Sometimes people who commit suicide feel their family and friends would be better off if they were gone. That is twisted and wrong, but hardly seems "selfish" to me in the least.

Finally, when one is taken to this horrible, final act, it seems perfectly understandable to do it at home which is where we do most of what we do in life: in those surroundings that are most comfortable to us.

Amen to that

Selfish--concerned with one's self. So you are right , they would NOT be thinking of their families pain. I think I said that. Selfish seems to have a negative connotation , AGAIN I am NOT putting down ANYONE who has committed suicide. I don't know how to make myself any clearer??? I am just right now concerned with the one's left behind because they are hurting NOW. Is that so terrible?
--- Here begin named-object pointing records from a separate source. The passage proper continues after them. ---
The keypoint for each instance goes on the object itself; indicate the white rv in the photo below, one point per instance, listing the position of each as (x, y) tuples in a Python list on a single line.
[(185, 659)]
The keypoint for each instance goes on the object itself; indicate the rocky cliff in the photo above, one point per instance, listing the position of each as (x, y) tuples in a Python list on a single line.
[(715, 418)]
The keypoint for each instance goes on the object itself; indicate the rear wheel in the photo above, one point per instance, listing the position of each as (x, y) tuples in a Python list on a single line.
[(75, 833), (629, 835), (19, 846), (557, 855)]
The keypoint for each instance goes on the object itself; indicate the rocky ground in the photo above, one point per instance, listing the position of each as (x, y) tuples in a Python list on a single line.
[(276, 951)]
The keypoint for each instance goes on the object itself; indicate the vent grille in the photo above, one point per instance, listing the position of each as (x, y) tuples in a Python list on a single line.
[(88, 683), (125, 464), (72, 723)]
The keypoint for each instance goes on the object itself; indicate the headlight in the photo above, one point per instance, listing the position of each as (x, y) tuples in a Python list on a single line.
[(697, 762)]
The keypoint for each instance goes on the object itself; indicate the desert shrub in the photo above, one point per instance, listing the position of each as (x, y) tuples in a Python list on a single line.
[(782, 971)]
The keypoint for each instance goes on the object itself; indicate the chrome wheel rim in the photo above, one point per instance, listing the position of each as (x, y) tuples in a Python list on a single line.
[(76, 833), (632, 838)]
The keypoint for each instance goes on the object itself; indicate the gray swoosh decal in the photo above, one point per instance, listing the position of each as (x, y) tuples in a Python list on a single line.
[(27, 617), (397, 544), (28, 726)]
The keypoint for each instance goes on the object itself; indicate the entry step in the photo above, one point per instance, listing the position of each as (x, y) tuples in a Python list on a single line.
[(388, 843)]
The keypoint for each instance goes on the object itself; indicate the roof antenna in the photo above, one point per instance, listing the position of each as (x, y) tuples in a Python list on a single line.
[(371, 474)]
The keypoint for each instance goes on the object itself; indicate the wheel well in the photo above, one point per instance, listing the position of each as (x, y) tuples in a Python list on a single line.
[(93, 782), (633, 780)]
Yes I do agree that in some cases they may feel their families would be better if they were gone, that is sad as well.

I didn't start this thread to upset anyone . Matter of fact, I wish my neighbor hadn't killed himself and this sweet young girl wasn't dealing with this pain.:o

I don't have a problem with what you are saying.

Alot of things go through the minds of the folks left behind - it is a horrible time. I think cutting people slack when they get mad at their loved ones or think their loved ones were selfish is perfectly ok.

Another case here locally - a man called his wife at work asking her to come by his office for lunch and she found him hanging from the rafters in his basement office. She was traumatized - how could he specifically want her to see that? She, in my mind, is justified in thinking it was very selfish.

steph

Specializes in Utilization Management.

A friend of mine has a 15 year old daughter. She says her daughter was pulled into the office at school and quizzed about her relationship with another girl, age 16.

Apparently the 16-year-old was found hanging in her bedroom but was rescusitated. She said she did it to get even with the clique of girls who would not be friends with her.